We enter into contracts all the time without putting the agreement in writing; we form contracts when we buy a cup of coffee, when we shop online, etc. Some types of contracts, however, are required by law to be in writing. Kevin and Monica Schmidt (the Schmidts) learned this the hard way when they could not enforce an oral agreement to frack oil wells in Beauregard Parish.
The Schmidts’ complaint alleged that they entered into an oral agreement with J-Lu Company Limited, L.L.C. (J-Lu) to fracture oil wells in which J-Lu owned an interest.

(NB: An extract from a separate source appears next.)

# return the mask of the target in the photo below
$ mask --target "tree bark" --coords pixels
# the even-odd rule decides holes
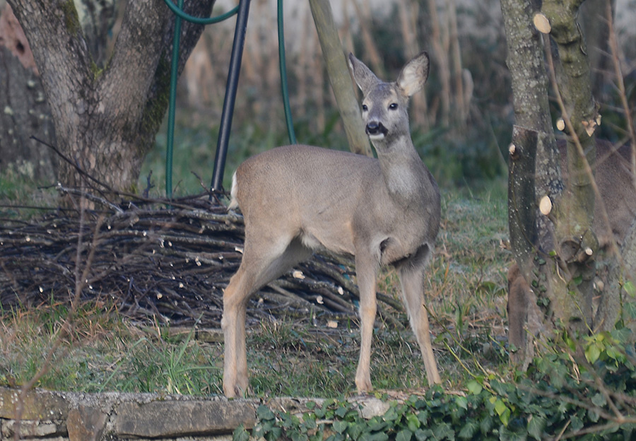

Under their agreement, the Schmidts, in return for their fracking services, would split J-Lu’s interest in the wells. Thus, the split interests meant that both the Schmidts and J-Lu would share profits from the oil produced from the wells. Despite its agreement with the Schmidts, J-Lu subsequently made a deal with Will-Drill Operating Company (Will-Drill) to fracture the same oil wells.
The Schmidts subsequently filed a lawsuit to enforce their contract with J-Lu, claiming their injury was the lost profits they would be entitled to under the agreement. J-Lu filed a motion to dismiss the Schmidts’ lawsuit, and the district court granted it because Louisiana law requires a written contract when transferring interests in mineral (i.e. oil and gas) rights. La. C.C. Art. 1839; La. R.S. 31:18. The Schmidts appealed the District Court’s decision.